I have suffered from anxiety since the 7th grade. If there’s anything to make middle school even less tolerable for an uncool kid with bad hair, it’s a panic attack (where you feel like you’re dying) in the middle of math class.
In the twenty years since I had that first bout of anxiety (I’ll let you do the calculations on how old that makes me), I’ve learned how to live with it. I’ve figured out what medications work best for me; I see a therapist who helps me get healthier every week; I’ve mastered meditation to coach myself through a particularly bad attack; and, perhaps most importantly, I have made peace with the fact that it’s something that’s a part of me.
But even with these invaluable tools at my disposal, including the support of those around me, anxiety—especially when fueled by depression (which I also suffer from, which means I get TWO CHIPS on the mental health bingo card)—can be utterly devastating.
This past year, I suffered the worst bout of depression and anxiety in my entire life. I would go through terrifying, isolating phases of being sad, scared, and downright lost in my own mind. On particularly bad days, I considered it a victory if I could make it to the shower or answer the door for the delivery guy.
But I fought—oh, did I fight. Even when I felt hopeless, I was determined to find my way out of the crushing abyss. Then, slowly, day-by-day, things began to change. I felt pieces of my personality come back. I had the urge to go explore the world around me, and I let people back in.

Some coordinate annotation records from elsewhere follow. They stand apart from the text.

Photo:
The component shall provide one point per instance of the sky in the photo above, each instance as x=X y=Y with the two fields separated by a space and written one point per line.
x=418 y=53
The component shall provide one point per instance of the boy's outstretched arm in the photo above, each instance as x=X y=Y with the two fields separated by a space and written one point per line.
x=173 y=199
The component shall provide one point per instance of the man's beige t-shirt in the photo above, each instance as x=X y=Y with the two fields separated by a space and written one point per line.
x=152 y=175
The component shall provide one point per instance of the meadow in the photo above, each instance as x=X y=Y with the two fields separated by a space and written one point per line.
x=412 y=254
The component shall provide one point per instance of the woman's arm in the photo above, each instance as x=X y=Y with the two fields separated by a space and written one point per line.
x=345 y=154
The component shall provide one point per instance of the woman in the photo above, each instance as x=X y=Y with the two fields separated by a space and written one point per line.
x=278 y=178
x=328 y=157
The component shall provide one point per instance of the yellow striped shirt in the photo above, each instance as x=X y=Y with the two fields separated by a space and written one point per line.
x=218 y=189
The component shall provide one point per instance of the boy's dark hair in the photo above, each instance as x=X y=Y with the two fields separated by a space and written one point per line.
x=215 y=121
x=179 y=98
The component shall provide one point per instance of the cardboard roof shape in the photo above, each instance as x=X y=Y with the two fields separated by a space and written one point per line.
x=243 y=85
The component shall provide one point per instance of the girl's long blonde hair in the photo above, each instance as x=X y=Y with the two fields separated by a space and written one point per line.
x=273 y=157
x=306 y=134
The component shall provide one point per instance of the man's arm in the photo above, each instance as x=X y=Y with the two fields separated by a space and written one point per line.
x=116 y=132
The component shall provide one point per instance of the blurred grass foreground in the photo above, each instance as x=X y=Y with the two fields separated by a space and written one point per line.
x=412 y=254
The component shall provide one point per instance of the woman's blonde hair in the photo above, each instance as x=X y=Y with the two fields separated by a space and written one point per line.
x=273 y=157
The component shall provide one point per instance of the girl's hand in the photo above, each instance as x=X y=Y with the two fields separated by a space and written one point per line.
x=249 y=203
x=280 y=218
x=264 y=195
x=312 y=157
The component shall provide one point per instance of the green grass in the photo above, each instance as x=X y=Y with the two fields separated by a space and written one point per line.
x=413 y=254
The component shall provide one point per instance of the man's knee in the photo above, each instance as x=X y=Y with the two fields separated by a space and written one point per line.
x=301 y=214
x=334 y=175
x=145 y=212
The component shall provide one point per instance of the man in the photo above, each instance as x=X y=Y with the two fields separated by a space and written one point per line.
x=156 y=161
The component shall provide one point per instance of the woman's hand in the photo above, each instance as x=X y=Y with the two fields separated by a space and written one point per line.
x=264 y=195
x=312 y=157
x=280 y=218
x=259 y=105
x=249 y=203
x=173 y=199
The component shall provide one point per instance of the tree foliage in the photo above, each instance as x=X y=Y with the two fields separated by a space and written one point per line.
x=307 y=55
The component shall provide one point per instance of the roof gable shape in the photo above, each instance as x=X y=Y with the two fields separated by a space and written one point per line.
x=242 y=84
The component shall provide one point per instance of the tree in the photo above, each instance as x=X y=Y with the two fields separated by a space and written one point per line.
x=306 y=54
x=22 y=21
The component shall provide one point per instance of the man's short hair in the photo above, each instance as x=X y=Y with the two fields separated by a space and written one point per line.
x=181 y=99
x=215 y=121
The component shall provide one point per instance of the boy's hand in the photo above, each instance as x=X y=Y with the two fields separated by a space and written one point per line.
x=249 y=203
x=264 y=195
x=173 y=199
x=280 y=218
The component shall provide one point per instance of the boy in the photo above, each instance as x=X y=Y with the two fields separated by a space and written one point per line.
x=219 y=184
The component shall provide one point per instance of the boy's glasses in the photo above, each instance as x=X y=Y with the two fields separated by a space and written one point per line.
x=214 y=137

As my heart and mind began to wake up, I knew it was time to do something I’d longed to do for ages—get a dog. I have always loved dogs, but because I never felt I had the time or resources to take care of one, I opted to wait. But, with the determination to keep fighting anxiety and depression and live my best life, it was time.
I met Ruby (previously named Prim) at the Philadelphia Animal Welfare Society (PAWS) on a fateful Thursday. I had actually gone to meet another dog (don’t tell Ruby!) but when we weren’t a good fit, I asked to meet the scruffy, tiny Wire Hair Fox Terrier/Chihuahua mix who was found as a stray.
To say that I hadn’t felt joy in nearly a year would be an understatement. I spent the better part of 2016 in a fog of anxiety and depression, and even when I tried to feel pleasure in things, it was forced or dull.
But when Ruby—with her funny little trot and wagging tail made her way over to me and stood on her hind legs to greet me—I felt actual happiness. I knew, in my heart, that this would be my first dog.
I also knew that having a dog would be a responsibility, and that the rewards would be worth whatever hardship and stress having a dog brings. Since the day I adopted her, Ruby has made my life better in ways I never expected, particularly when it came to managing my depression and anxiety.
During the minutes, hours, or even days when I feel all the terrible feelings that come along with my disorder, I know I have to take Ruby for a walk. And she loves her walks. She moves her tiny little legs as fast as she can to sniff flowers or greet other dogs in the neighborhood or simply do her business. For a dog that once lived on the street, she has no fear and enjoys everything around her.
Walks with Ruby provide routine. It reminds me that I am responsible for giving her the healthy and happy life she deserves. Walking Ruby gets me out of my own head, and gives me an enjoyable task to focus on. With Ruby by my side, I feel protected from the world around me. She takes her walk, and I, in turn, get out and get moving right along with her.
It’s not just our walks that help me, though. As a bona fide cuddler, Ruby snuggles up with me, and I feel comforted when, just months before, I would have been inconsolable. On those days where my self-esteem feels low or I have doubts about myself, my hilariously runty and good-natured pup jumps with joy to see me and give me kisses.
Ruby hasn’t “fixed” my anxiety and depression—it’s something I will work through my entire life. My dog has, however, has reminded me that those dark places are always worth coming out of—that love, whether it’s for yourself or for your dog, is a force more powerful than anything else.